La habitación olía a nosotros: a semen, sudor y deseo.
Las sombras ocultaban nuestro pecado, pero no la intensidad que crecía entre nosotros.
Chupé con más fuerza, mi lengua jugueteando con la punta, saboreando el pre-semen fresco que perlaba allí, perdido en una mezcla del dolor de mi garganta irritada y el placer de sus gruñidos, con sus elogios incitándome a continuar.
Su agarre en mi pelo se hizo más fuerte mientras embestía más profundo, su polla golpeando el fondo de mi garganta.
Tuve arcadas y las lágrimas brotaron de mis ojos, pero no me detuve.
Quería esto, quería hacerlo sentir bien, aunque doliera un poco.

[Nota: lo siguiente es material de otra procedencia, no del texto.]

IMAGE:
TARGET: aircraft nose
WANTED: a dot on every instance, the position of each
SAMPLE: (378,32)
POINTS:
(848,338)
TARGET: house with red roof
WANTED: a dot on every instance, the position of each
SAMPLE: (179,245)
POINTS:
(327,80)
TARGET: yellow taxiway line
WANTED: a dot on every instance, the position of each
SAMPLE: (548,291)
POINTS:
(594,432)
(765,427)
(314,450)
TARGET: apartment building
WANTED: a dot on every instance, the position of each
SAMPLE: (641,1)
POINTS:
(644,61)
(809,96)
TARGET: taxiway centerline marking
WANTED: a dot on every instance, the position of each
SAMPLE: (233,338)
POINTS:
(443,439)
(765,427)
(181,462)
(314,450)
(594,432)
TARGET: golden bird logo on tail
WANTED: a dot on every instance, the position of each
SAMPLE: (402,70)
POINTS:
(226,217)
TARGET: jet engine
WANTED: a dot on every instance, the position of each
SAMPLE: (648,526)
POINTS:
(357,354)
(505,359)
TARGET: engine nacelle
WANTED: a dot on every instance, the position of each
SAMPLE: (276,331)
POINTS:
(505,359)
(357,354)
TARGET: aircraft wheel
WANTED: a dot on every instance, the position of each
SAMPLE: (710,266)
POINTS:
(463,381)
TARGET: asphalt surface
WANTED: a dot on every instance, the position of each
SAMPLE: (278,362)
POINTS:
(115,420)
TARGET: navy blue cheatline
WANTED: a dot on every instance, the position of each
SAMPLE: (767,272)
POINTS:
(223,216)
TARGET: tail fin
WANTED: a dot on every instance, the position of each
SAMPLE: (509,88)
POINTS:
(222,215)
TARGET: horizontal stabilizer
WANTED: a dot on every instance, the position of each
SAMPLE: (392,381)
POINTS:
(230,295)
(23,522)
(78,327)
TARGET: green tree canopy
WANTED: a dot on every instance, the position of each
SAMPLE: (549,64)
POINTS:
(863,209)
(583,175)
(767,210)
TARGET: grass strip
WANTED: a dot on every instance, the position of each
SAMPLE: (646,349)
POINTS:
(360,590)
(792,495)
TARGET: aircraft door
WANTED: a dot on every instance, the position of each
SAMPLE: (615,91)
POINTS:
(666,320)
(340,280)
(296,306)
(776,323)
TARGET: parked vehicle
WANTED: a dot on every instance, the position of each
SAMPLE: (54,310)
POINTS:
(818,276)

—Joder, Leo, qué buena es tu boca —gruñó, sus caderas moviéndose más rápido ahora—.
Voy a correrme.
Trágatelo todo como un buen chico.
Asentí como pude, apretando con más fuerza sus muslos.
Podía sentir sus músculos temblar bajo mis dedos, su piel caliente y resbaladiza.
La habitación se llenó con los sonidos de nuestra respiración, los ruidos húmedos de mi boca sobre su polla y el crujido de la cama.
Embistió una, dos veces, y luego se quedó inmóvil, su polla palpitando en mi boca mientras se corría.
Tragué tan rápido como pude, intentando no desperdiciar ni una gota.
El semen estaba caliente y espeso, cubriéndome la lengua y deslizándose por mi garganta.
—Buen chico —dijo sin aliento mientras se retiraba, con la polla ya ablandándose—.
Lo has hecho muy bien, Leo.
Me lamí los labios, saboreando los últimos restos de su semen, sintiéndome orgulloso y satisfecho.
Había hecho que mi tío se sintiera bien, aunque fuera un sucio secreto.
Sabía que no podíamos seguir haciendo esto, pero por ahora, estaba feliz de haberlo complacido.